Cette étude de cas, ancrée dans une situation réelle vécue dans un module de pragmatique au sein du master “Ingénierie de formation, Technologies éducatives et Communication”, met en lumière les limites d’un dispositif d’apprentissage pourtant conçu selon des principes pédagogiques rigoureux. L’analyse du silence total des étudiants face à une consigne ouverte, bien formulée et validée par l’enseignante, montre que la qualité apparente du dispositif ne garantit ni l’interprétation, ni l’engagement.

Le modèle systémique de Marcel Lebrun a permis d’identifier des décalages entre les composantes clés du dispositif (information, motivation, activité, interaction, production), en montrant comment une médiatisation soignée peut ne pas engendrer de médiation effective. Ce désalignement souligne que l’efficacité d’un dispositif ne réside pas uniquement dans sa structure technique ou sa valeur académique, mais dans la manière dont il est perçu, compris et activé par les apprenants.

La grille sémiotique de Peirce, interprétée par Savan, a enrichi cette lecture en montrant que le silence n’est pas une simple absence, mais un symptôme sémiotique. Le representamen  en l’occurrence la consigne posée  n’a pas généré de séméiose complète : ni objet dynamique activé, ni interprétant dynamique ou final stabilisé. Ce blocage interprétatif traduit un déficit dans la reconnaissance sociale et cognitive du signe, et révèle une rupture entre intention pédagogique et réception effective.

Ainsi, cette étude souligne plusieurs enjeux fondamentaux :

  • Un message peut être linguistiquement clair, mais sémiotiquement inopérant s’il n’est pas interprété.
  • La médiation nécessite une présence pédagogique explicite, continue et engageante.
  • L’interprétation repose sur des habitudes partagées, qui doivent être construites, modélisées et valorisées.

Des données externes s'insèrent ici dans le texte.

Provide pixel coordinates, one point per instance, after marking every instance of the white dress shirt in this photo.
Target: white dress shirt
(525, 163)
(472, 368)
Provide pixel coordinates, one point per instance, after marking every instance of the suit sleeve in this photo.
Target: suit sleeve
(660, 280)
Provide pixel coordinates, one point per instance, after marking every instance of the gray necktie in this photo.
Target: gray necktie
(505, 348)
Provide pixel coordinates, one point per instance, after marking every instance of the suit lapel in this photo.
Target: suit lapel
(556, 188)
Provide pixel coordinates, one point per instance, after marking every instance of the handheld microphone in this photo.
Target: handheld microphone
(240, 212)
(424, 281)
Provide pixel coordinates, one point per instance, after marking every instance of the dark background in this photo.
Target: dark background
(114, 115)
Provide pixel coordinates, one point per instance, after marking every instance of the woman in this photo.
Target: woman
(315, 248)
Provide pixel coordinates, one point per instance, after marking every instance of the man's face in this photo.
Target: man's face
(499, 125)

Repenser les dispositifs numériques, à la lumière conjointe de Lebrun et Peirce, revient donc à concevoir des environnements où chaque message, chaque activité, chaque ressource est envisagé comme un signe : porteur d’un sens, mais dépendant de sa réception, de son activation et de sa transformation en expérience d’apprentissage. Apprendre, c’est non seulement comprendre des contenus, mais aussi apprendre à lire les signes qui balisent le parcours d’apprentissage  et à y répondre.